There's a sequel that came four years later -- following a stint in prison by Hannibal for tax evasion -- another soldier's-eye-view of the war. It's good, but not a fraction as jolting as "Hymn #5."
I love Hannibal's early dance '60s tunes like "Jerkin' the Dog" (Settle down, Beavis!) and "Fishin' Pole." But I find his religious cautionary tales extremely fascinating. The moral of "The Truth Shall Make You Free" basically is that Jesus can help you kick heroin. Hardly original, but Hannibal sings with wild conviction. He was an addict for some years in the '60s. "There's nothin' I wouldn't do when I needed a fix/ I met the mother of my children goin', turning tricks," Hannibal testifies. And its dark psychedelic/Blaxplotation guitar touches and the "Pappa Was a Rollin' Stone" bass line make you wonder why the song and the singer didn't become better known.
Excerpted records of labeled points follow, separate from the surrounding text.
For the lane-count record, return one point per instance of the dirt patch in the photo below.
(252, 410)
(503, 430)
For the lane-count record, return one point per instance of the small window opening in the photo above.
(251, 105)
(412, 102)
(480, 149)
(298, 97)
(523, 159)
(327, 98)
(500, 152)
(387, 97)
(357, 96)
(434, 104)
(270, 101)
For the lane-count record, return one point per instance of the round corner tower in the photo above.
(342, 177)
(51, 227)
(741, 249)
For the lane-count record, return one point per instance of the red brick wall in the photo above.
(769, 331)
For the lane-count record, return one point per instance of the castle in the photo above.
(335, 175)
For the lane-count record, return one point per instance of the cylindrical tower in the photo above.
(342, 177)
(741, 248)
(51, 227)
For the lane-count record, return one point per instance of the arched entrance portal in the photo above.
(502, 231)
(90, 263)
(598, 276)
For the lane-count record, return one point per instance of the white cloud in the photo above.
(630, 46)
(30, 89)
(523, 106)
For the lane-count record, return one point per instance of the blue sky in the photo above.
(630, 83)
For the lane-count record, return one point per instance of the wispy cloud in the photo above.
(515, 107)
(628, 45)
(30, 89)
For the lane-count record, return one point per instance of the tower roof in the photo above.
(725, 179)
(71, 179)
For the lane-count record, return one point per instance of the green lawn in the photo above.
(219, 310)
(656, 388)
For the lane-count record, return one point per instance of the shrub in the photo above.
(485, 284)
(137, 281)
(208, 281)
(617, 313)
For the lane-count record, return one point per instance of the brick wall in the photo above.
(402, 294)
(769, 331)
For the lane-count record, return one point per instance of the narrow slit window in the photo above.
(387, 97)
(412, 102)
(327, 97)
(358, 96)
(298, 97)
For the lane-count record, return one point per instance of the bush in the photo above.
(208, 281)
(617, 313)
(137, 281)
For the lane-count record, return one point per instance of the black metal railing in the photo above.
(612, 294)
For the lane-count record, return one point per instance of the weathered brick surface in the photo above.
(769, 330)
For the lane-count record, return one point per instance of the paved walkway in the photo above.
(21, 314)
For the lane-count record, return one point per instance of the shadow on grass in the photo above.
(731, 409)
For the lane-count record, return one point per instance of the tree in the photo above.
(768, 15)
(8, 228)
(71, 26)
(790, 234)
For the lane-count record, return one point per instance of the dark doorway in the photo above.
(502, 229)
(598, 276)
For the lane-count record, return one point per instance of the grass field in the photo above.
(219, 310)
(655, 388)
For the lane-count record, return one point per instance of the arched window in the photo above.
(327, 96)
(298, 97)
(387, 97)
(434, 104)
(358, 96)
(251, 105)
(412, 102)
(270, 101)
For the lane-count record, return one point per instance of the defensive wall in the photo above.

Even wilder is the final song, "Party Life." What can you say about a song that starts out "There was a pimp by my house the other day ..." Next thing you know, said pimp has taken the singer's daughter and she ends up in a hospital in Kentucky in such bad mental condition she doesn't even recognize her own dad. Seriously, people, keep those pimps away from your home!